Все молчали. Было тихо-тихо, только приглушенная упорная возня доносилась с чердака. Там резвились крысы.
— Ничего не надо. Они все доедят, — сказала Дарья Федоровна, спускаясь в сад. — Я потом сама, я приеду (она приехала через год, чтобы обнаружить предназначенный — кому? ей? — белый порошок — привет с того света). Пойдемте скорей. Будь проклят этот дом.
— Там у меня портфельчик… в прихожей… — Лукашка подскочил к двери, открыл. — Я сейчас, мигом!
— Кстати, где ключ? — поинтересовался старший Волков, придержав полуоткрытую дверь. — Не в прихожей?
Фотограф вынырнул из тьмы с потрепанным портфелем, Старый мальчик крикнул Дарье Федоровне, стоявшей у калитки:
— Где ключ от дачи?
— В сарае, в старой сумке, на стене висит. Закрой и положи на место.

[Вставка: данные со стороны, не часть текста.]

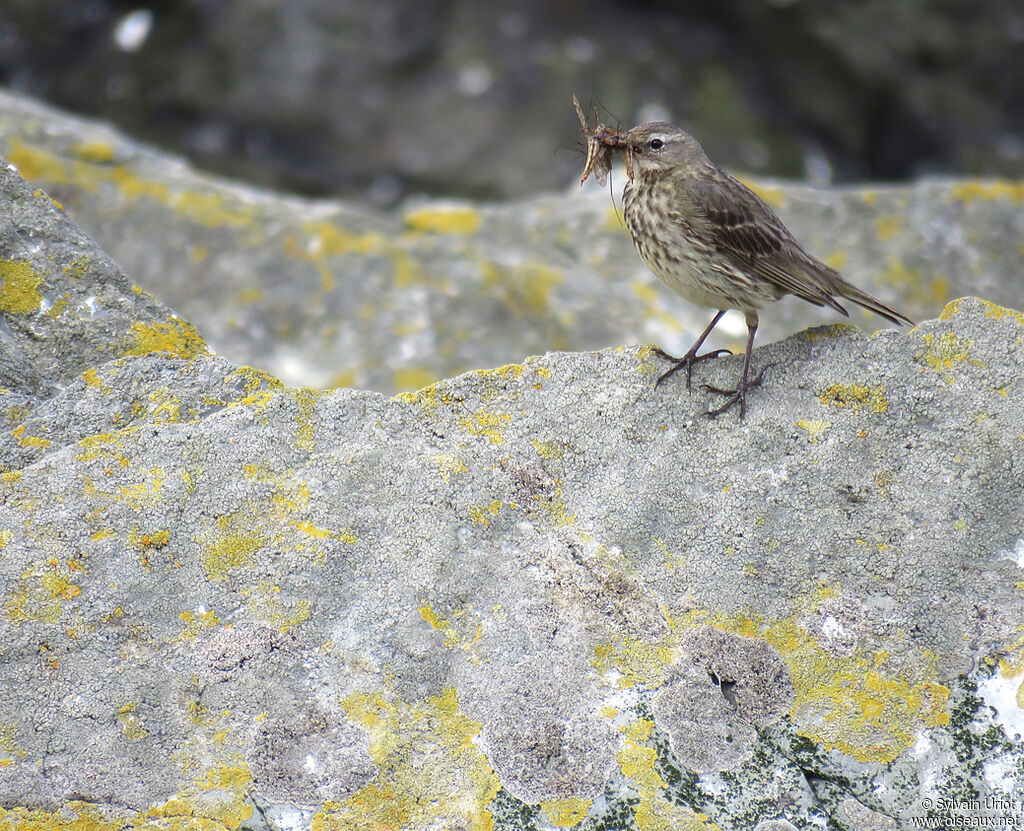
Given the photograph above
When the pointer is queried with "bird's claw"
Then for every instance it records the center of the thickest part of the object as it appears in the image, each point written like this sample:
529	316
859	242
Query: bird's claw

Все, опять сбившись в кучку, молча наблюдали, как Старый мальчик вошел в сарай — ветхое строеньице у самого забора на улицу, — вышел, поднялся на веранду, спросил:
— Даша, ты ничего не возьмешь?
— Сумочка в спальне на комоде.
— А подарки?
— Не хочу. Здесь все отравлено.
Она стояла на веранде, оглядывая длинный, покрытый белоснежной скатертью, сверкающий фарфором, стеклом и пунцовыми розами стол. Десять стульев с неудобными изысканными спинками, десять приборов, десять серебряных стаканчиков с двуглавыми орлами, пятилитровый графин с бабушкиной наливкой, хранимой в подполе.
Утром по приезде она завела, вспомнив, как показывала бабушка, часы с пастушком и пастушкой. И сейчас в пыльных закоулках дома глухо пробило полдень — настолько глухо, что она скорее не услышала, а почувствовала. Нервы натянуты до предела. Да нет, человек страшно живуч и, если можно так выразиться, беспределен.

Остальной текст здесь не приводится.